How the Lasqeti email list came about

Recently I wrote to a poster to the email list about how it began and grew, because it seemed that they seemed to misunderstand.  Here's what I wrote:

You seem to not know much about the Lasqueti email list and how it began. I'm writing this to you so you can know at least my version of the story, and so you will be able to see how it has evolved over the years.  

Many years ago Arne put together a list of about 20 email addresses for people living on Lasqueti and sent it to all of the people on the list.  Some time later I used his  list of email addresses to send some piece of news - I don't remember what it was - to that list of people.  I sent the emails using BCC for the recipients, so the names and addresses were not publicly known or available. This happened a few times, and people asked me to send information to the list, which I did. People asked me to put them on the recipient list, and it gradually grew.  At that time Craig's list was new and popular, and some people called the Lasqueti emal "Peter's list". I've never called it that. I've used "Lasqueti email list".

For years I did it this way on my own, usually copying texts sent to me by email into the list email, and sending it out every two or three days or so, when it had several to five or so messages, or when something important and time-sensitive seemed to make it time to send it out. I typed in text that I received by ordinary mail from people, and also short messages I received by telephone. It was a community service, and it was and is a good way to communicate.

I did this for years. Very occasionally, I told someone that I would not send out their message, if I thought it was rude or inconsiderate or bullying or something like that.  It didn't happen very often, and usually the person would re-write it and change the tone, but keep the message they wanted sent out.

Just over 10 years ago I was going away for a while and asked Joseph if he would "run" the list when I was gone. He was shocked at how primitive my system was, and how much time it took. He then instituted the automated system we use now, including a small group of moderators instead of just one person running the show on his own. Mostly the moderators work independently. Occasionally we exchange emails when we feel the need. It takes only one moderator to accept or reject a post.

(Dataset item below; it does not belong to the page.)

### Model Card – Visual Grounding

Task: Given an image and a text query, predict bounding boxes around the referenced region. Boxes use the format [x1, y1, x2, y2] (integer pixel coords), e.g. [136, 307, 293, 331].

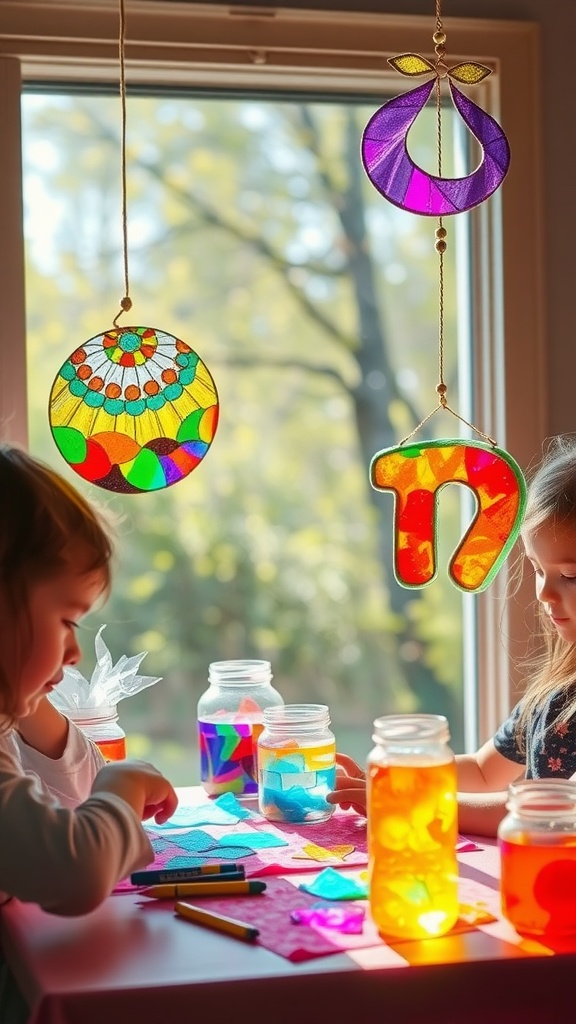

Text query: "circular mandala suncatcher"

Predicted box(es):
[49, 327, 218, 494]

It's not a perfect system, but it does work quite well. 


joseph's picture

Thank you Peter

I fondly remember the way those emails used to come, all jumbled together in different fonts and styles. I occasionally regret building out the automated system we use now. It is more efficient and consistent, and allows a group of people to share the moderation burden, which are all good things.

But back in those days people really understood what a public service you were providing.
They treated each post to the list for what it is - a privilege.
And they were grateful for the volunteer work you did keeping our community informed and allowing us to share information.

It seems there is now some small segment of islanders who view it as their right to send whatever they want to the list's now 600+ recipients. Without regard for their preferences or their right to choose what they receive. And without any apparent understanding or respect for the tireless efforts of the volunteers who've run the list behind the scenes and have maintained the good will of those 600 subscribers for over a decade now through many challenging times.

The list is not facebook or twitter. We don't collect personal data, we don't serve ads, and we don't "monetize" the content. We don't have a team of paid engineers or moderators. We are just a group of locals with a shared understanding of the vital role played by a free, accessible, non-corporate, non-government run communications channel.

Personally, I am undeterred by little uproars like the one occurring now. The list is just too important to allow any "special interest" group to degrade the good will of its subscribers. It certainly make life more stressful and busy for the list volunteers, but I am confident the list will continue to be a fair, open, and egalitarian marketplace for local ideas of all sorts.